Nicolas Berggruen, the entrepreneur who acquired Karstadt out of bankruptcy proceedings in 2010, has sold a substantial part of the German department store company's assets to Signa Holding, a Vienna-based investment company specializing in real estate.

 

The deal comprises the sale of 75.1 percent of the shares in Karstadt Sports, the company that runs 28 relatively large specialty sporting goods stores in Germany.
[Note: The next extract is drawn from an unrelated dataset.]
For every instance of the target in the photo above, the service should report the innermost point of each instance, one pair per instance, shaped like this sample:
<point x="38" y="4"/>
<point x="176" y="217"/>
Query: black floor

Berggruen has also sold Signa a similar stake in the company that operates three premium Karstadt department stores: Alsterhaus in Hamburg, Oberpollinger in Munich and KaDeWe in Berlin.

Many details on the deal between Berggruen and Signa have not been disclosed, but they have announced plans to invest a total of some €300 million in the three legal entities that Berggruen established to manage the Karstadt assets that he had acquired three years ago: one for the sporting goods stores, one for the premium department stores and the third one for all the other 86 “regular” department stores of the group. This third company remains under Berggruen's control for the time being.

At this point, it is far from clear how the money is going to be spent. While no official plan has been announced so far, some newspapers and magazines have been giving some figures that have not yet been confirmed: An amount of some €100 million may be spent on the modernization of the three top department stores, while some €50 million are said to be reserved for the development of the 28 sporting stores within the next 18 months. Only €15 million would be spent on the 86 regular department stores over the next five years.

Signa Holding is an investment company controlled by René Benko, an Austrian self-made billionaire aged 36. He launched Signa at the age of 22 and started by creating medical centers in Austria and elsewhere. Later on, he invested more and more in luxury real estate, such as premium properties in Vienna and Kaufhaus Tyrol, a prestigious department store in Innsbruck. Benko is said to be excellent at networking and the supervisory board of Signa, of which he is chairman, is composed of many well-known personalities including a former Austrian chancellor, Alfred Gusenbauer, former vice Chancellor Susanne Riess and Wendelin Wiedeking, the former long-time chief executive of Porsche.

Benko has been developing business relations with Berggruen over the past few years, acquiring several buildings that house Karstadt department stores. The landlord's latest deal was the takeover of Alsterhaus' premises in Hamburg. Currently, Signa owns the buildings of all three premium department stores of Karstadt and the premises about 18 other Karstadt stores.

It should come as little surprise that Benko has already looked into Galeria Kaufhof, Karstadt's arch-rival in Germany's retail landscape and operator of 13 Kaufhof Sportarena specialty sporting goods stores. He did so two years ago, when Metro, Kaufhof's parent company, put it on the block. Apparently, the negotiations with various interested parties failed, and Metro decided to keep the chain.

This decision was basically taken by Olaf Koch after he was appointed chief executive of Metro, but he now seems to have changed his mind. Last week, he revealed in an interview with Wirtschaftswoche that he could reconsider the sale of Kaufhof, as the circumstances have changed. At the time, the performance of the department stores was not satisfactory, but the chain has had a “fantastic development” since then, at least in Koch's judgment.

He said, however, that the profitability of any department stores is generally low. Additionally, Koch does not believe that Kaufhof is fit to make it on the international stage as successfully as other parts of the group such as Metro Cash & Carry and the group's two consumer electronics banners, Media-Markt and Saturn. The only other country where Kaufhof is in the market is Belgium through GB-Inno.

However, it is probably not a coincidence that Koch has come up with the possibility of divesting Kaufhof soon after Benko's intervention at Karstadt. Reportedly, the Austrian entrepreneur is positive about the idea of building up a large international block of department stores. This approach is far from being new, but has never made it from theory to practice. In fact, Karstadt and Kaufhof compete with one another through geographic overlaps and poor differentiation in pricing and offering. A merger would cause a major clean-out of their store portfolio.

Possibly, Koch has aired his new idea to sell Kaufhof for a completely different reason, as the German labor unions in the retail sector are preparing for a clash over wages with their employers. It may have been Metro's intention to raise the ghost of a Kaufhof/Karstadt merger to show the employees' party what might happen if they try to drive a hard bargain.